In this week’s Parasha, Parashat Yitro, we reach a significant event in the Torah; it is this week that we read about the Giving of the Tablets and the Ten Commandments. The giving of the Ten Commandments, also known as “The Revelation at Sinai'' is one of the most important events in Jewish history as G-d reveals Himself to the entire nation. This is the first and only recorded time when G-d spoke and revealed himself to millions of people at once, rather than to a single prophet like Moses. As we can imagine, such a breathtaking occurrence made it hard for the people of Israel to stand the magnitude of the event. This is why only the first two commandments were told to them directly by G-d and the rest came through Moses. Despite not hearing every commandment from G-d himself, the Revelation at Sinai remains the foundation of Jewish faith and its values. Thousands of years of Jewish study and upkeep of Jewish law places emphasis on the significance of the event.

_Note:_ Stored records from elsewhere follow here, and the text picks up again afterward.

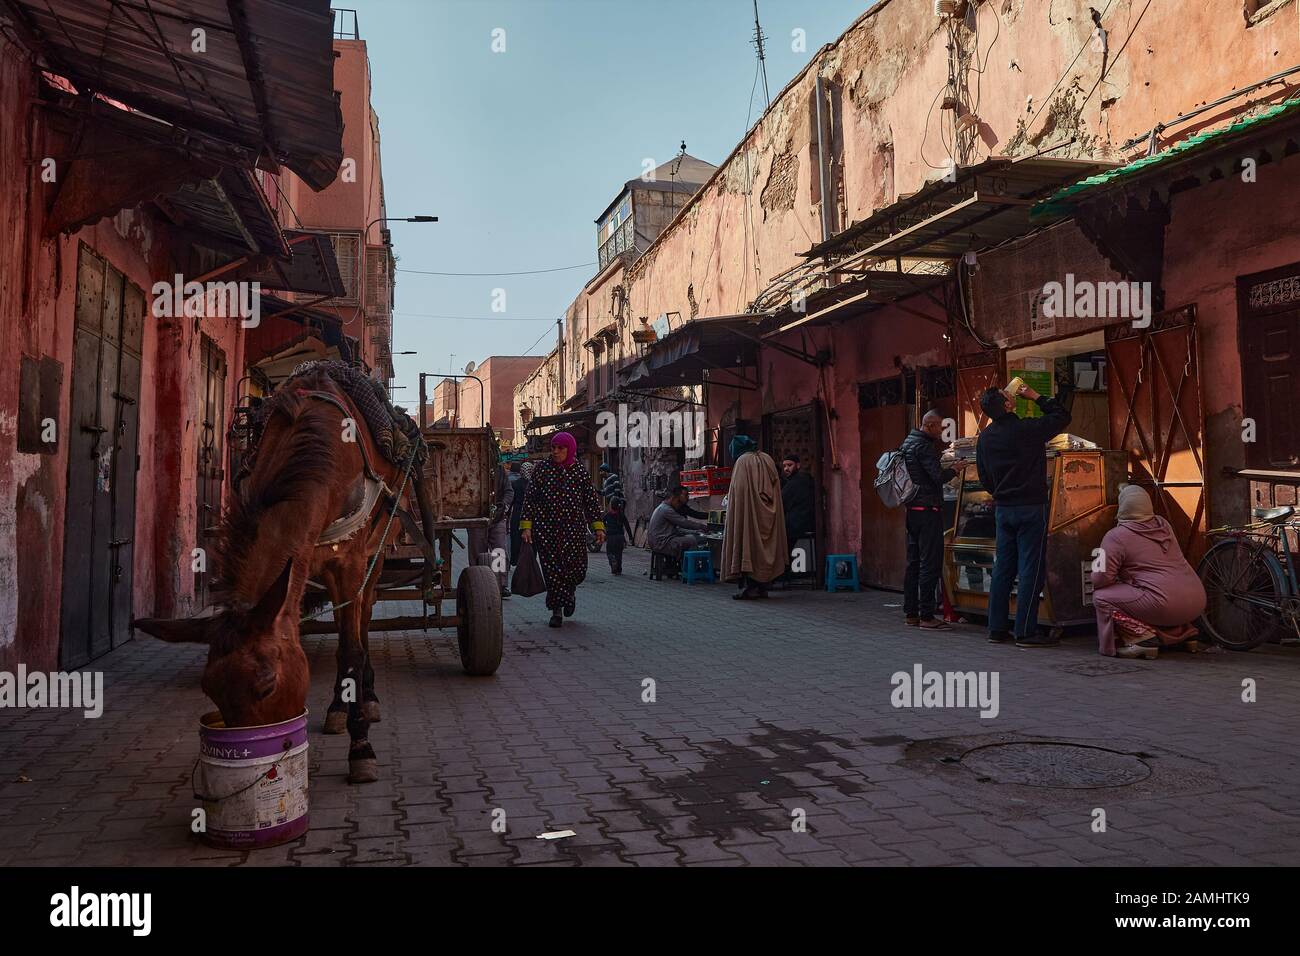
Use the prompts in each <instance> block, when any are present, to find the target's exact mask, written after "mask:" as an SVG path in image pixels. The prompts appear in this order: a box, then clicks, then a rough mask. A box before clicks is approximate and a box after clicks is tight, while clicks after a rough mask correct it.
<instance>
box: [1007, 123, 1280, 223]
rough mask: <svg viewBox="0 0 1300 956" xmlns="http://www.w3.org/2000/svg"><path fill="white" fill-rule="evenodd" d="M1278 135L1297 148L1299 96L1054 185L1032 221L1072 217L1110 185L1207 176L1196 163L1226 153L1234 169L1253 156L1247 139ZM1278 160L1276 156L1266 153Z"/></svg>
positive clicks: (1219, 159) (1159, 180)
mask: <svg viewBox="0 0 1300 956" xmlns="http://www.w3.org/2000/svg"><path fill="white" fill-rule="evenodd" d="M1274 134H1275V135H1277V137H1278V139H1279V143H1281V148H1279V150H1278V151H1277V152H1279V153H1282V155H1287V153H1288V152H1294V151H1295V150H1296V148H1300V142H1296V140H1297V139H1300V99H1291V100H1287V101H1284V103H1279V104H1277V105H1274V107H1269V108H1268V109H1265V111H1262V112H1260V113H1256V114H1255V116H1247V117H1243V118H1240V120H1236V121H1235V122H1232V124H1230V125H1227V126H1223V127H1221V129H1217V130H1209V131H1208V133H1201V134H1199V135H1195V137H1190V138H1188V139H1184V140H1182V142H1180V143H1177V144H1175V146H1171V147H1170V148H1167V150H1165V151H1164V152H1157V153H1156V155H1154V156H1143V157H1141V159H1139V160H1134V161H1132V163H1130V164H1128V165H1126V166H1118V168H1114V169H1109V170H1106V172H1104V173H1097V174H1096V176H1091V177H1088V178H1086V179H1083V181H1080V182H1076V183H1073V185H1070V186H1066V187H1065V189H1062V190H1058V191H1057V193H1056V194H1054V195H1052V196H1050V198H1049V199H1045V200H1044V202H1040V203H1039V204H1036V206H1035V207H1034V208H1032V209H1031V217H1032V219H1034V221H1035V224H1041V222H1044V221H1045V222H1053V221H1056V220H1060V219H1063V217H1066V216H1073V215H1074V213H1075V211H1076V209H1078V208H1079V207H1080V206H1082V204H1084V203H1088V202H1092V200H1095V199H1097V198H1099V196H1101V195H1104V194H1106V193H1110V191H1112V190H1115V189H1126V187H1134V186H1138V185H1140V183H1144V182H1154V181H1164V182H1166V183H1169V182H1173V181H1175V179H1178V178H1182V177H1187V178H1192V179H1200V178H1210V177H1212V176H1213V170H1210V172H1209V173H1203V172H1201V170H1200V169H1197V165H1199V164H1201V163H1205V161H1210V163H1212V165H1217V163H1218V161H1221V159H1222V157H1223V156H1225V153H1227V156H1229V159H1231V160H1232V163H1234V170H1236V169H1239V168H1240V165H1242V160H1244V159H1253V156H1247V153H1245V152H1244V150H1243V147H1244V146H1245V144H1248V143H1252V144H1253V143H1255V140H1257V139H1261V138H1268V137H1270V135H1274ZM1269 159H1279V156H1268V157H1266V159H1265V160H1262V161H1268V160H1269Z"/></svg>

According to the Midrash, the revelation was made not only to members of the Jewish nation who actually left Egypt themselves but to all the souls of the Jews who were still not yet born.
Perhaps, like much of the Torah portion, this can serve as an essential metaphor to increase meaning in our lives. G-d specifically chose to address the entire nation and announce the commandments, rather than choosing an elite group of people with whom to share
the message.. This emphasizes the equality between all in the Jewish nation, whether men, women, or children, young or old, they all had a sense of collective duty to follow these commandments and pass these values onto the next generation. Moreover, it prompts the nation to recognize that all are equal in G-d’s eyes, and are judged based on their individual actions rather than their gender or status.

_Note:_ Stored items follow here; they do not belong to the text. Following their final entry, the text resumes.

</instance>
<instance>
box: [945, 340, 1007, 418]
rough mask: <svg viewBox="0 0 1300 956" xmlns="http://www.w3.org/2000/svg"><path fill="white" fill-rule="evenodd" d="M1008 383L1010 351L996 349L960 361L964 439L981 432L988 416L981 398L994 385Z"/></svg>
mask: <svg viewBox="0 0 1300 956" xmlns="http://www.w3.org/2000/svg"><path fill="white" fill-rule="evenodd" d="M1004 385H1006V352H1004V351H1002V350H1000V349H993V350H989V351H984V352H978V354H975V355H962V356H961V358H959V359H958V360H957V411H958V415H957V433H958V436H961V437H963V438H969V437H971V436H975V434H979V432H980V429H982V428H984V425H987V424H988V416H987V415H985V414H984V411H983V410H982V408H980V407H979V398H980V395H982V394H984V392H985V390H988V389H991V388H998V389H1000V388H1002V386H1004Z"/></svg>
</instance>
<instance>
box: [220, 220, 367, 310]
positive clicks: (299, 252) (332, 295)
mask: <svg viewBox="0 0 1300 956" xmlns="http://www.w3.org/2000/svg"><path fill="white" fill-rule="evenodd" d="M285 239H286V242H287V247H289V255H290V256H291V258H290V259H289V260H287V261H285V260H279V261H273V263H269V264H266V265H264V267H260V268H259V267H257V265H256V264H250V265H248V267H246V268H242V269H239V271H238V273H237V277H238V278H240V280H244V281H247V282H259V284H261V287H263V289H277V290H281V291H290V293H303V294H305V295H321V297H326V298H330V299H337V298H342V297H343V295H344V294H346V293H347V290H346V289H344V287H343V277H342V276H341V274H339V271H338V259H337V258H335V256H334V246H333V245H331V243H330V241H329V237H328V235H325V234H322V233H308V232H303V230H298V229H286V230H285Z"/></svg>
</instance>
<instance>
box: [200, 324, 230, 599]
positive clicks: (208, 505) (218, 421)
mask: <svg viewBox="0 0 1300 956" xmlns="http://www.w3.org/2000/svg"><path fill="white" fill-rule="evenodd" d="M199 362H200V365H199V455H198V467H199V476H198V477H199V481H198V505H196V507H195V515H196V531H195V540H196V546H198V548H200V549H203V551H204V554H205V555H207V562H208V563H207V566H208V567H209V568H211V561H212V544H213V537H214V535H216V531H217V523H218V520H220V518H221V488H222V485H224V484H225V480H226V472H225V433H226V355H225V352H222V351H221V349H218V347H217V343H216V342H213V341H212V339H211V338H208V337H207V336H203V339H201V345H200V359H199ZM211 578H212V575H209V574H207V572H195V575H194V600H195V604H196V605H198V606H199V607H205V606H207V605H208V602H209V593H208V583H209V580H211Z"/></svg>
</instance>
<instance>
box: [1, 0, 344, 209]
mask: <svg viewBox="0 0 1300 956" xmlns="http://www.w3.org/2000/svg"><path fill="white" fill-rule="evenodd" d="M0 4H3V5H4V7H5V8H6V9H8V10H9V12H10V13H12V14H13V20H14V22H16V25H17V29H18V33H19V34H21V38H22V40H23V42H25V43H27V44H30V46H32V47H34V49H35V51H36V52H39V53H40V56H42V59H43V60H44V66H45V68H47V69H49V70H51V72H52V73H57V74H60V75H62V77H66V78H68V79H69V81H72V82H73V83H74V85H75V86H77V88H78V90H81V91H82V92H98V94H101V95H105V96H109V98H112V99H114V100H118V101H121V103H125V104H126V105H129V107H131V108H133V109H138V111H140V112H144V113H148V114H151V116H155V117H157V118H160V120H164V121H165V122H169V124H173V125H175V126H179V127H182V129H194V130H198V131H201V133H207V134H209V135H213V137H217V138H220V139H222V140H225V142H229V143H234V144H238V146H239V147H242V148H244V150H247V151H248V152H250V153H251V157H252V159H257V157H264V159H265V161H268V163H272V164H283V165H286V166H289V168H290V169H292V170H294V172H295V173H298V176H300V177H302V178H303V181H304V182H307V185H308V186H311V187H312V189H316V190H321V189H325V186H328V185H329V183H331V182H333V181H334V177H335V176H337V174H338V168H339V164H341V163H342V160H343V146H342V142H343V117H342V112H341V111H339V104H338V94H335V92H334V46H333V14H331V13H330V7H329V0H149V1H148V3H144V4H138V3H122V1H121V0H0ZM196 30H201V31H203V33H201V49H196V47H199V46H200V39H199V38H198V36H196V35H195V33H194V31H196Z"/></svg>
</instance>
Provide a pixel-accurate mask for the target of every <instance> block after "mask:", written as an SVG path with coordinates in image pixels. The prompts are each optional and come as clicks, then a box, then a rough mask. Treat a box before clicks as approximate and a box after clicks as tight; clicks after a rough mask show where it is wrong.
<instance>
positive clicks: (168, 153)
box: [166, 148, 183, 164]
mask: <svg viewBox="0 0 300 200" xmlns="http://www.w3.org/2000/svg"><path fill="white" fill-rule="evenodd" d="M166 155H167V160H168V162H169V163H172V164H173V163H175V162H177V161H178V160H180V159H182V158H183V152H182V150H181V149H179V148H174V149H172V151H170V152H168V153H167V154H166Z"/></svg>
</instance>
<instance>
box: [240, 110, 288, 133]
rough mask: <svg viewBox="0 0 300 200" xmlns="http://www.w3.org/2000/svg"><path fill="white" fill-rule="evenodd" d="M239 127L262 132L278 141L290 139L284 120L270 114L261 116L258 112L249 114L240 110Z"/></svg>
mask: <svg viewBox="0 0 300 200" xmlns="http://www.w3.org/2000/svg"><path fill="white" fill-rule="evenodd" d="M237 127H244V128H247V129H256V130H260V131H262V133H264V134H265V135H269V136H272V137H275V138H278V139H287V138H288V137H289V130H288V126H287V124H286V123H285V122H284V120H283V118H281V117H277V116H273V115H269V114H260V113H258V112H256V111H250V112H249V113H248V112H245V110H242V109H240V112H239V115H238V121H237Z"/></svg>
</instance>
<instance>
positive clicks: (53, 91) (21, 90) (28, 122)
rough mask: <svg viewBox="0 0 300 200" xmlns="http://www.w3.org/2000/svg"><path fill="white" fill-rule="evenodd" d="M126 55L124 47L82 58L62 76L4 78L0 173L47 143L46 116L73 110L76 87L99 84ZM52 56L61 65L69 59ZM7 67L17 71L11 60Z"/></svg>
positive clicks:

Last week we commemorated the International Holocaust Memorial Day. Students learned, discussed, and remembered the extraordinary survivors and the horrible experiences that they suffered. As at Siani, the responsibility of carrying the message on is not only on the shoulders of our prophets, parents or teachers. It is also our duty to carry and spread the tragic stories of the Holocaust and remember the lost lives of the six million.